A single CLI option specifies allowed origins for both HTTP and WS requests.
--rpc-cors <ORIGINS>
Specify browser Origins allowed to access the HTTP & WS RPC servers.
A comma-separated list of origins (protocol://domain or special `null` value). Value of `all` will disable
origin validation. Default is to allow localhost and https://polkadot.js.org origins. When running in --dev
mode the default is to allow all origins.
Users should be able to select HTTP and WS origins individually, e.g.
--rpc-all-cors <ORIGINS>
Specify browser Origins allowed to access the HTTP & WS RPC servers.
Overrides --rpc-http-cors and --rpc-ws-cors.
--rpc-http-cors <ORIGINS>
Specify browser Origins allowed to access the HTTP RPC servers.
--rpc-ws-cors <ORIGINS>
Specify browser Origins allowed to access the WS RPC servers.
CC @chevdor
Why? What is the use case of differentiating between them?
In terms of security, you may want to allow CORS for WebSocket but not for HTTP or at least independently.
I would not bother with a --rpc-all-cors flag but splitting ws et http would also allow users to have different origins for ws and for http.
The only difference between HTTP and Websocket is that Websocket supports long lived connections, aka subscriptions. I really don't see the use case of splitting them. What is the advantage?

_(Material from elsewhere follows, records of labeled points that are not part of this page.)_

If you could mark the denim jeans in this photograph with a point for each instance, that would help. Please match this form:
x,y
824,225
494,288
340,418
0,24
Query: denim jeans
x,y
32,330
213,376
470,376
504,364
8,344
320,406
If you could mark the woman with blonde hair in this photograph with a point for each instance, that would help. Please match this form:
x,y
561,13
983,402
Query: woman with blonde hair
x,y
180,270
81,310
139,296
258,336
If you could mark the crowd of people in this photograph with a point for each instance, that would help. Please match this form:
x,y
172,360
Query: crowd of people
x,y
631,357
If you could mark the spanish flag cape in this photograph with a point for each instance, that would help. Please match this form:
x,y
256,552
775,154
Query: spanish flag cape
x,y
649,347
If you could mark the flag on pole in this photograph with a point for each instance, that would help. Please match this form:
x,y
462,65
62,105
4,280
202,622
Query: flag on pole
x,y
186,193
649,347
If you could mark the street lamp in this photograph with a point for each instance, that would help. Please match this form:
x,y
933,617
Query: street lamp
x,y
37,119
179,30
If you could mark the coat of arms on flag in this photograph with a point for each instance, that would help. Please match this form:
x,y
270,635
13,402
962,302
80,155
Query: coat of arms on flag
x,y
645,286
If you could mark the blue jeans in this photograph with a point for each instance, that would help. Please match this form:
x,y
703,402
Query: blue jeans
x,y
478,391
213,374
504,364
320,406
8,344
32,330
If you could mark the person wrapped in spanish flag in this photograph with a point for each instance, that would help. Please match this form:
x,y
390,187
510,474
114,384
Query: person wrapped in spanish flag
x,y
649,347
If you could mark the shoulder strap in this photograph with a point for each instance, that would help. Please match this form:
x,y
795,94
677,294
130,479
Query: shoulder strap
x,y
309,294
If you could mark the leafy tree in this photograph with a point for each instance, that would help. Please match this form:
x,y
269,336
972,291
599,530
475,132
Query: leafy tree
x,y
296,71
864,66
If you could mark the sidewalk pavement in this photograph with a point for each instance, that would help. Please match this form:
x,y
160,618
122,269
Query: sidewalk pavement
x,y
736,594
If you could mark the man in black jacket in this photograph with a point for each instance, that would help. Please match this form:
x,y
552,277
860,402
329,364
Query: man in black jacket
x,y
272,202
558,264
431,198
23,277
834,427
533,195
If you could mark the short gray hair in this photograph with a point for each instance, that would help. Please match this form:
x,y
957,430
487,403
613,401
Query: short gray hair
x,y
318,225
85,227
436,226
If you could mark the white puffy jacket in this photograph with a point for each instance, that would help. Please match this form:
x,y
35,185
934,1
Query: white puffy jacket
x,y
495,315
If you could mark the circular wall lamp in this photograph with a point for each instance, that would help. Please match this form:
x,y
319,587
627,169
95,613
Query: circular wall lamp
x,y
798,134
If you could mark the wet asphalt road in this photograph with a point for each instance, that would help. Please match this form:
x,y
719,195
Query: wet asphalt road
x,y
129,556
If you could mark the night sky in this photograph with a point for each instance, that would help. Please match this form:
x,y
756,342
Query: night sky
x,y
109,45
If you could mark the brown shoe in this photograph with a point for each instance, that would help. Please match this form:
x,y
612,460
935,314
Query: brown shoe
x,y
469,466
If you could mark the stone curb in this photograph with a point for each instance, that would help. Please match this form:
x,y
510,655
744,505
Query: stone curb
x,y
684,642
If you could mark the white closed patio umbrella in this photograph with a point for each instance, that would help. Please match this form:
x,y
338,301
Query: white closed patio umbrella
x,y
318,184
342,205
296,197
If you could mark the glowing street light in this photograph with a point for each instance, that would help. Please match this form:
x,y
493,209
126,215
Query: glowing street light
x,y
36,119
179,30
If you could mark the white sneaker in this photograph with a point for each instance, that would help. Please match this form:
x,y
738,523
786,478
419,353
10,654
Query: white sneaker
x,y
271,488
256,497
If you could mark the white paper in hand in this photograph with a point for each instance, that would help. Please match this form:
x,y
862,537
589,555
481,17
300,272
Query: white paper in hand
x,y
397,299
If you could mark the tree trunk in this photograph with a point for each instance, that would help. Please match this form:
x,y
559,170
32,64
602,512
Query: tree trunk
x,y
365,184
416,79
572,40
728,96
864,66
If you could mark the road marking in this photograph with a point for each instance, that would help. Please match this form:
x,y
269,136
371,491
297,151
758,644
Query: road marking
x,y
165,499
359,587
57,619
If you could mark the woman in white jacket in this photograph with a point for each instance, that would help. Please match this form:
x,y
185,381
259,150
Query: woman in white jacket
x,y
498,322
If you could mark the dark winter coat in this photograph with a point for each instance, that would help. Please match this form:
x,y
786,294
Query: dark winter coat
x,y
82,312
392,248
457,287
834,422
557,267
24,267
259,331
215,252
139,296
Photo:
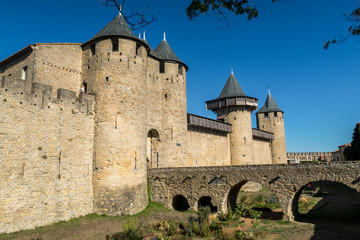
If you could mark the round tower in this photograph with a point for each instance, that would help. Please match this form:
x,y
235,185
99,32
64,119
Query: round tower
x,y
172,74
114,70
271,119
235,108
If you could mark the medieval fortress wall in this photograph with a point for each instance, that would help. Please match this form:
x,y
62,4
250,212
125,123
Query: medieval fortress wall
x,y
66,153
46,146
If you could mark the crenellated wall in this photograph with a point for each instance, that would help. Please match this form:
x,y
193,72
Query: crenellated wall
x,y
46,147
207,148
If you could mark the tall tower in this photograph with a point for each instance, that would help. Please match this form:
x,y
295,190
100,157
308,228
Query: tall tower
x,y
271,119
235,108
173,106
114,70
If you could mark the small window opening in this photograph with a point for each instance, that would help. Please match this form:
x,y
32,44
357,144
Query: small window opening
x,y
138,46
180,70
162,67
115,43
92,49
84,87
24,73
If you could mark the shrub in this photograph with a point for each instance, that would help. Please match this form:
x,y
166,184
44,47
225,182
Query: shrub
x,y
167,227
203,214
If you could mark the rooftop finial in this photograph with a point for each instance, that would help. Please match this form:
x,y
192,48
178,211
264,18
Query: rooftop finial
x,y
120,10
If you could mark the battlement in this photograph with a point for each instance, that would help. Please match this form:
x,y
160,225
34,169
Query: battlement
x,y
40,95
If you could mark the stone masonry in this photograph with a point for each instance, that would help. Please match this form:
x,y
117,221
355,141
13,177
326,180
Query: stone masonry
x,y
222,183
67,152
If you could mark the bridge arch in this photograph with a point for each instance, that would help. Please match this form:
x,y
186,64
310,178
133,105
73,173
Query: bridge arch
x,y
295,200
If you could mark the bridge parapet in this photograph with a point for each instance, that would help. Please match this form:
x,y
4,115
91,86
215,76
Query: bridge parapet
x,y
222,183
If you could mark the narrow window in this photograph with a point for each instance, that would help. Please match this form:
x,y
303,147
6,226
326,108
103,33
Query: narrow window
x,y
180,70
24,73
162,67
115,43
138,53
92,49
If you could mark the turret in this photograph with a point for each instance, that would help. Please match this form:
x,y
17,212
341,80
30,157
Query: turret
x,y
271,119
235,108
173,135
114,68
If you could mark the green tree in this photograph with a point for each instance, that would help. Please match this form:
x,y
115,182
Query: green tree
x,y
352,152
223,8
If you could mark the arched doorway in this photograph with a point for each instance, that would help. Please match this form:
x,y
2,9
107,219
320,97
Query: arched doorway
x,y
153,142
255,196
326,200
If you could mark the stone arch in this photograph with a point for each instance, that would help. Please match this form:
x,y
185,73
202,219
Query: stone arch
x,y
233,193
206,201
152,148
180,203
293,213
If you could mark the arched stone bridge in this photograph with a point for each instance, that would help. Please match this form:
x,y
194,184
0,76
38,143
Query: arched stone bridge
x,y
222,183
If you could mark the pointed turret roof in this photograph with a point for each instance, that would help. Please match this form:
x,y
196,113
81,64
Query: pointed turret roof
x,y
232,88
270,105
165,52
117,27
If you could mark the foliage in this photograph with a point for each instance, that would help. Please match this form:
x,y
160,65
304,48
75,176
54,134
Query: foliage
x,y
237,7
167,227
203,215
353,30
352,152
131,231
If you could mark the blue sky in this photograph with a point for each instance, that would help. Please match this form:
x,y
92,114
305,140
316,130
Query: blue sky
x,y
318,90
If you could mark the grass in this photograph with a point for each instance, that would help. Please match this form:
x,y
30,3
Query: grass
x,y
74,222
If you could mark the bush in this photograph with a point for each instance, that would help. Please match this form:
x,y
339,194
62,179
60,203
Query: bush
x,y
167,227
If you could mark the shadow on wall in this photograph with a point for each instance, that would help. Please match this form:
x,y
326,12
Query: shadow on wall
x,y
332,207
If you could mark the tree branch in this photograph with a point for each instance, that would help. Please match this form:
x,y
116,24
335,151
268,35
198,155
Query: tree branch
x,y
136,19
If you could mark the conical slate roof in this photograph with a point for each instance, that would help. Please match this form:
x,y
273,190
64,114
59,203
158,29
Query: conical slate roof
x,y
152,52
117,27
269,106
232,88
165,52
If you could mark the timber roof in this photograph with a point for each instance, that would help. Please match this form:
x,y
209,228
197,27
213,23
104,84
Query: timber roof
x,y
270,105
232,88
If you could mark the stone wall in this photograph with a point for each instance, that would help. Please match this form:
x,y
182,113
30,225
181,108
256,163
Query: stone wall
x,y
119,86
274,122
46,148
207,148
309,156
58,65
262,151
223,183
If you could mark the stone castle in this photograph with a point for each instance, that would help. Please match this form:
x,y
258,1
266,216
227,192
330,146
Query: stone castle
x,y
66,153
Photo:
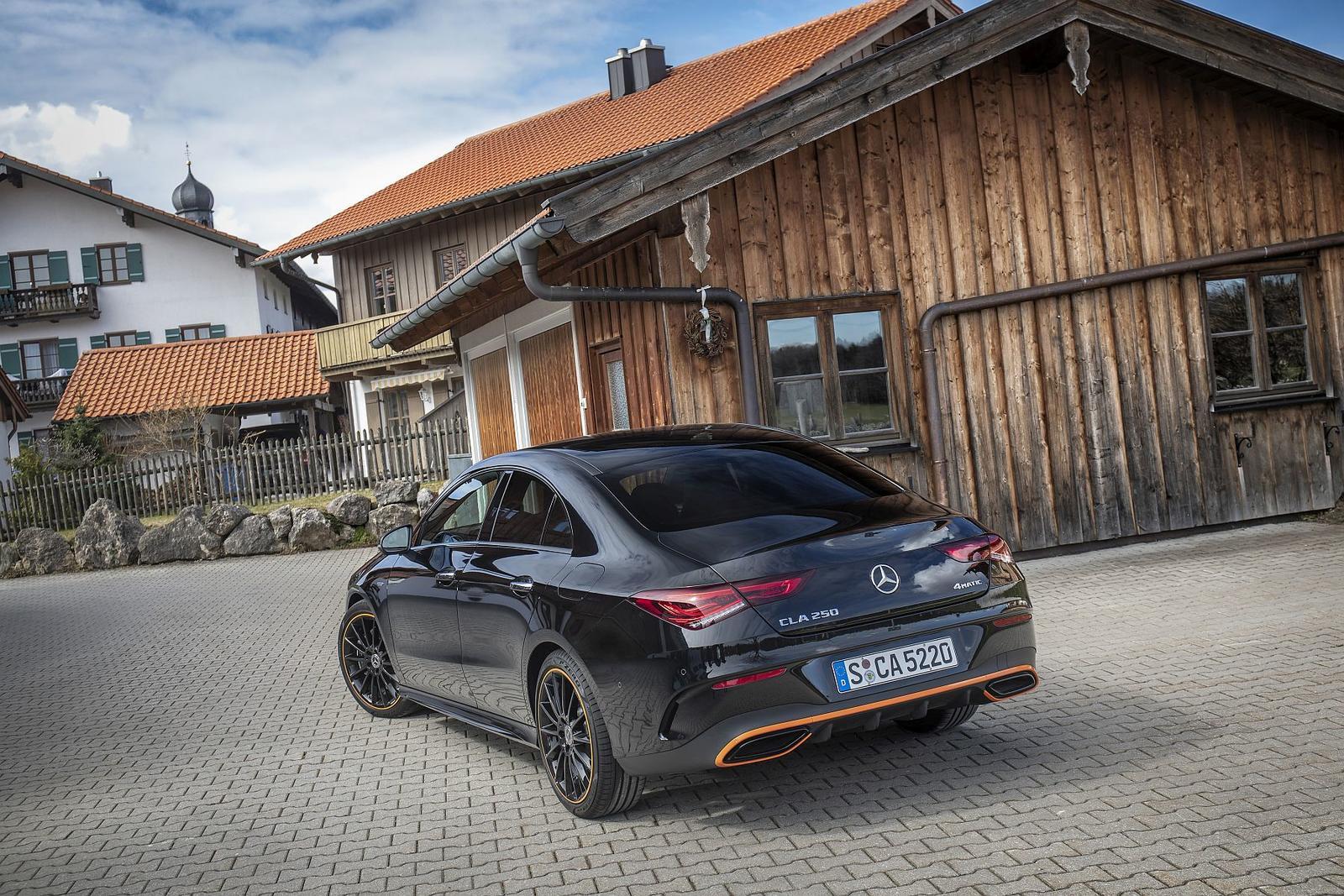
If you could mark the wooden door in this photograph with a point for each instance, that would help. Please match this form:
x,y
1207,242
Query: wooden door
x,y
550,385
494,403
611,405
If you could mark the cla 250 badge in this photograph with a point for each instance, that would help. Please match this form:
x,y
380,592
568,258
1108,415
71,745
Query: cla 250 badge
x,y
810,617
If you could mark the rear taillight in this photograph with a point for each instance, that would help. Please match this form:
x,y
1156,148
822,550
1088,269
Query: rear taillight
x,y
746,680
702,607
983,547
691,607
759,591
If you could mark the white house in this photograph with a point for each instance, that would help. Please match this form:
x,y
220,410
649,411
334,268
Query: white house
x,y
84,268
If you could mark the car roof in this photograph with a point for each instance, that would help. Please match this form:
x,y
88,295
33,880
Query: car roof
x,y
611,450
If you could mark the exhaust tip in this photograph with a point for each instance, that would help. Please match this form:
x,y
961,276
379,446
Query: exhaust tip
x,y
1011,685
766,746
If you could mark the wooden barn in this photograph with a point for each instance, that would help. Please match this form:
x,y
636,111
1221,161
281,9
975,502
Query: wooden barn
x,y
1075,266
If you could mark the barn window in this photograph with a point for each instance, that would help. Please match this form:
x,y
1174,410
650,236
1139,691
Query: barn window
x,y
449,262
1260,338
382,289
828,369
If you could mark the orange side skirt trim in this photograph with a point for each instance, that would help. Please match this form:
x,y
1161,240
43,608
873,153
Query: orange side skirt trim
x,y
855,711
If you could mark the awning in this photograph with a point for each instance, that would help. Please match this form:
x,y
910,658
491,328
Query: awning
x,y
414,378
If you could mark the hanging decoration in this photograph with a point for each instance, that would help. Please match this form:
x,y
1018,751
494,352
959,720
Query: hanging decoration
x,y
706,332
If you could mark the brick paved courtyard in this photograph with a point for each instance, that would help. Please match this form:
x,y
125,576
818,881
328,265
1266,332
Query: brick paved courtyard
x,y
185,730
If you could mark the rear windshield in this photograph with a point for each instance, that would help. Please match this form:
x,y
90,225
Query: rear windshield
x,y
679,488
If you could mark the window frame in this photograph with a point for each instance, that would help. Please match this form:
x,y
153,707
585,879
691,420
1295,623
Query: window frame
x,y
386,268
97,251
42,358
1265,392
457,269
30,255
824,308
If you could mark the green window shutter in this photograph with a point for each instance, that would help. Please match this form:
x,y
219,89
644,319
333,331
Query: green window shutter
x,y
134,262
67,354
89,258
58,268
10,360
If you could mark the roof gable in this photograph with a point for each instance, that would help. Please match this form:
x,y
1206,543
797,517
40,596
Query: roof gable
x,y
635,191
598,129
215,374
125,203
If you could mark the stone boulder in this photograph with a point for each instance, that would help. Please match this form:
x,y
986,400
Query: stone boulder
x,y
223,519
10,562
396,492
178,540
253,535
42,551
351,510
313,531
385,519
281,521
107,537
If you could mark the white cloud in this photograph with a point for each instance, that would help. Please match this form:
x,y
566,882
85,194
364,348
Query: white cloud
x,y
60,134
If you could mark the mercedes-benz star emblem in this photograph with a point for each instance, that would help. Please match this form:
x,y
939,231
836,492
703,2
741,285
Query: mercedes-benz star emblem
x,y
885,578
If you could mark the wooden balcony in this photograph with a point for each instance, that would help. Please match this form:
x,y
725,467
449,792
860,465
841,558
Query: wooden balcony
x,y
49,302
39,394
344,354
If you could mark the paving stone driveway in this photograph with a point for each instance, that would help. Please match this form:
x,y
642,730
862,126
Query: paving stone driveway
x,y
183,730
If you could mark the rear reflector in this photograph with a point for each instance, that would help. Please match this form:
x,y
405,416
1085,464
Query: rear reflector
x,y
746,680
983,547
1003,622
701,607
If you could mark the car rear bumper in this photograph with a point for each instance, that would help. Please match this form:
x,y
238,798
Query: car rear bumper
x,y
776,731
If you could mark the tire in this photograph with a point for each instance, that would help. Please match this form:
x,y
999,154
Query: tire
x,y
940,720
366,665
608,789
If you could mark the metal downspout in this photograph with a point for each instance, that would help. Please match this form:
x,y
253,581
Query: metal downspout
x,y
929,352
526,253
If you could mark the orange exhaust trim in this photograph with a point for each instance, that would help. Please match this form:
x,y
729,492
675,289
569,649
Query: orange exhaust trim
x,y
853,711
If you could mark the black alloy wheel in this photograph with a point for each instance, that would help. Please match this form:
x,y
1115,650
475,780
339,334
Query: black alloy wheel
x,y
367,665
566,735
575,741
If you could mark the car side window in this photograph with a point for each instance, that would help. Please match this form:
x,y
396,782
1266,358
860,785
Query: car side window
x,y
461,513
558,531
523,511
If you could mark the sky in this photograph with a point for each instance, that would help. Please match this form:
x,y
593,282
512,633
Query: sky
x,y
296,109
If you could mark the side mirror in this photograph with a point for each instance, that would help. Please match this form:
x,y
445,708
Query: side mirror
x,y
396,540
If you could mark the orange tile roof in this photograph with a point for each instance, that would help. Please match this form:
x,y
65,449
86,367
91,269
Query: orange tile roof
x,y
47,174
217,372
692,97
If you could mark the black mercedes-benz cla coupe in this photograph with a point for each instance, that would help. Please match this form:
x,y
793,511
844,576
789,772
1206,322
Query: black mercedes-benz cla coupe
x,y
685,598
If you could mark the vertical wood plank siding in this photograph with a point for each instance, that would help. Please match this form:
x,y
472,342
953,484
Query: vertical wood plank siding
x,y
1072,419
412,253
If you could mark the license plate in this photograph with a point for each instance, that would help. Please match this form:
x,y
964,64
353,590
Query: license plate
x,y
891,665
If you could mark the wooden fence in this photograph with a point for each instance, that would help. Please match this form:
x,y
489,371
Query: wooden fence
x,y
250,474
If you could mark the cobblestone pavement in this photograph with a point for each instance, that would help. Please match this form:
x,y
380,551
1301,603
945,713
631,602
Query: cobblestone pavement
x,y
183,730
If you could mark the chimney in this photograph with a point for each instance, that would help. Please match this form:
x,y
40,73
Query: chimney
x,y
651,65
620,74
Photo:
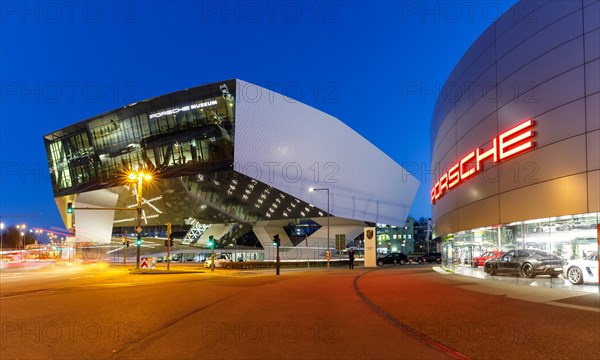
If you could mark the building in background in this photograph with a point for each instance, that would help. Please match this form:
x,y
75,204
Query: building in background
x,y
229,159
516,137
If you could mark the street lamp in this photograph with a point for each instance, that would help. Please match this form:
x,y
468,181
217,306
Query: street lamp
x,y
22,228
327,253
139,176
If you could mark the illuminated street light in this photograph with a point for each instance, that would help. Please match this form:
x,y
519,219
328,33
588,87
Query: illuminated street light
x,y
139,176
22,228
327,253
1,240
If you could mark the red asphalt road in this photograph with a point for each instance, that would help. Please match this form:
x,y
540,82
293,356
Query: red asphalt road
x,y
390,313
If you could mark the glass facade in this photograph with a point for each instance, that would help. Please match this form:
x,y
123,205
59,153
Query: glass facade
x,y
178,134
570,237
186,139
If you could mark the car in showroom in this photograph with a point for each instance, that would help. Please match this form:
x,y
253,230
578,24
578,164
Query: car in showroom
x,y
582,270
581,225
526,262
430,257
219,260
392,258
538,228
481,259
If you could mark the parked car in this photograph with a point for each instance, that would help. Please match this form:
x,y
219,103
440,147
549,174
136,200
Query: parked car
x,y
392,258
528,263
582,270
564,227
542,228
219,260
480,260
431,257
582,225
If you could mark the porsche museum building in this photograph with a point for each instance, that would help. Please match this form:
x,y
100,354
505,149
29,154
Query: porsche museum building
x,y
516,139
229,159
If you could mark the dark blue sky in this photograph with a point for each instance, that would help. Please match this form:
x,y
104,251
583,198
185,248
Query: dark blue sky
x,y
372,64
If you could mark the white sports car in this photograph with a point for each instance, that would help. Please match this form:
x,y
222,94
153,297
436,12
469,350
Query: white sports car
x,y
582,270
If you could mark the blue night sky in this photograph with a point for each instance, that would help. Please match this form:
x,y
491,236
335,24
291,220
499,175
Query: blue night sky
x,y
62,62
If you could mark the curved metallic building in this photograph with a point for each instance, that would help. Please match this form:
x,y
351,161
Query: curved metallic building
x,y
228,158
516,136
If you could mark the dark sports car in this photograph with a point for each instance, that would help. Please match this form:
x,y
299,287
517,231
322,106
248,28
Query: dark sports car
x,y
528,263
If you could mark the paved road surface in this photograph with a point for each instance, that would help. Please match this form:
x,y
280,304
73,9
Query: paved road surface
x,y
102,312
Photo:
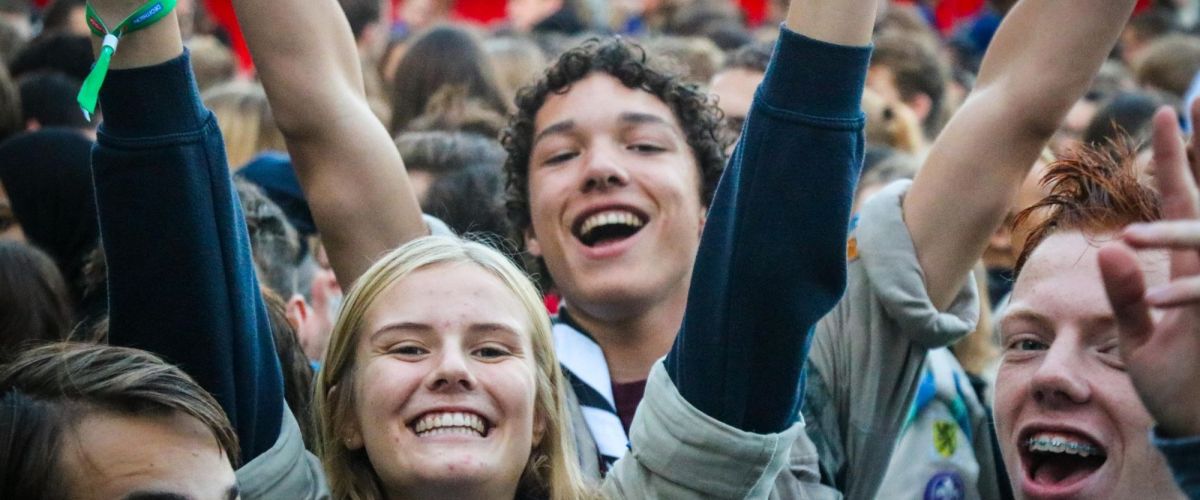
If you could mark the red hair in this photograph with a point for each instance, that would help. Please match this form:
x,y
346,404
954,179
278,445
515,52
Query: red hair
x,y
1092,190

I'm also to be convinced what's the actual use case is to justify the maintenance and extending the content of --help.
For example, when I want to run the local node with @vue-polkadot with just --rpc-ws-cors for various operation, but do not allow rpc at all.
For various deployments could be a thing and for some cases, we don't need to allow --rpc-http-cors
Sounds that you actually want to disable http transport instead of just limiting cors, no? Perhaps that would be an option worth including?
@tomusdrw yes, it adds another scenario I've realized.
I still don't see the reason why you want to disable http. Someone could still do the same operations using ws.
Given that there was no real explanation on what this would bring and that we already have too many CLI options, I will close this. If someone comes up with a real use case, explanation why we need this, we can reopen the issue.